# MBP Tech Talk 2020 :: Memory Management

## Managing GPU Memory

During the benchmarking in the previous notebook, we used NumPy arrays on the CPU as inputs and outputs.  If you want to reduce the impact of host-to-device/device-to-host bandwidth, it is best to copy data to the GPU explicitly and leave it there to amortize the cost over multiple function calls.  In addition, allocating device memory can be relatively slow, so allocating GPU arrays once and refilling them with data from the host can also be a performance improvement.

Let's create our example addition ufunc again:

In [0]:
from numba import vectorize
import numpy as np

@vectorize(['float32(float32, float32)'], target='cuda')
def add_ufunc(x, y):
    return x + y

In [0]:
n = 100000
x = np.arange(n).astype(np.float32)
y = 2 * x

In [3]:
%timeit add_ufunc(x, y)  # Baseline performance with host arrays

The slowest run took 310.38 times longer than the fastest. This could mean that an intermediate result is being cached.
1 loop, best of 3: 1.46 ms per loop


There are two ways that we can create GPU arrays to pass to Numba.  Numba defines its own GPU array object (not as fully-featured as CuPy, but may be useful if you don't need the rest of CuPy for your application).  The `numba.cuda` module includes a function that will copy host data to the GPU and return a CUDA device array:

In [4]:
from numba import cuda

x_device = cuda.to_device(x)
y_device = cuda.to_device(y)

print(x_device)
print(x_device.shape)
print(x_device.dtype)

<numba.cuda.cudadrv.devicearray.DeviceNDArray object at 0x7f225c28e278>
(100000,)
float32


Device arrays can be passed to Numba's compiled CUDA functions just like NumPy arrays, but without the copy overhead:

In [5]:
%timeit add_ufunc(x_device, y_device)

1000 loops, best of 3: 1.16 ms per loop


That's a big performance improvement already, but we are still allocating a device array for the output of the ufunc and copying it back to the host.  We can create the output buffer with the `numba.cuda.device_array()` function:

In [0]:
out_device = cuda.device_array(shape=(n,), dtype=np.float32)  # does not initialize the contents, like np.empty()

And then we can use a special `out` keyword argument to the ufunc to specify the output buffer:

In [8]:
%timeit add_ufunc(x_device, y_device, out=out_device)

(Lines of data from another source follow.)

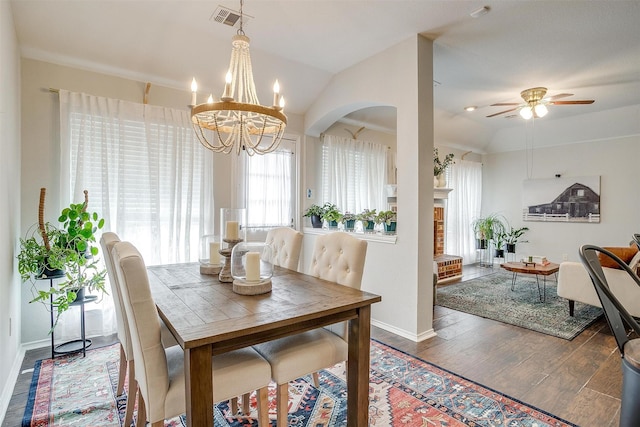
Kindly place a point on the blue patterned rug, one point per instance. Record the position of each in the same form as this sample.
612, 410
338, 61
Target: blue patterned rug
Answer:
491, 297
404, 391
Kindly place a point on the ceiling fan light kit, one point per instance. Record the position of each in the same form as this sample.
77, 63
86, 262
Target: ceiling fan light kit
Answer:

The slowest run took 5.38 times longer than the fastest. This could mean that an intermediate result is being cached.
1000 loops, best of 3: 1.28 ms per loop


Now that we have removed the device allocation and copy steps, the computation runs *much* faster than before.  When we want to bring the device array back to the host memory, we can use the `copy_to_host()` method:

In [9]:
out_host = out_device.copy_to_host()
print(out_host[:10])

[ 0.  3.  6.  9. 12. 15. 18. 21. 24. 27.]


## CuPy Interoperability

Recent versions of CuPy (>= 4.5) support (Numba's generic CUDA array interface)[https://numba.pydata.org/numba-doc/latest/cuda/cuda_array_interface.html].  We can see this on a CuPy array, by looking for the `__cuda_array_interface__` attribute:

In [10]:
import cupy as cp

x_cp = cp.asarray(x)
y_cp = cp.asarray(y)
out_cp = cp.empty_like(y_cp)

x_cp.__cuda_array_interface__

{'data': (139785504183296, False),
 'descr': [('', '<f4')],
 'shape': (100000,),
 'typestr': '<f4',
 'version': 0}

This describes the CuPy array in a portable way so that other packages, like Numba, can use it:

In [11]:
add_ufunc(x_cp, y_cp, out=out_cp)

print(out_cp[:10])

[ 0.  3.  6.  9. 12. 15. 18. 21. 24. 27.]


And it runs the same speed as using the Numba device allocation:

In [12]:
%timeit add_ufunc(x_cp, y_cp, out=out_cp)

1000 loops, best of 3: 691 µs per loop


Note that Numba won't automatically create a CuPy array for the ufunc output, so if you want to ensure the ufunc result is saved in a CuPy array, be sure to pass an explicit `out` argument to the ufunc, as shown above.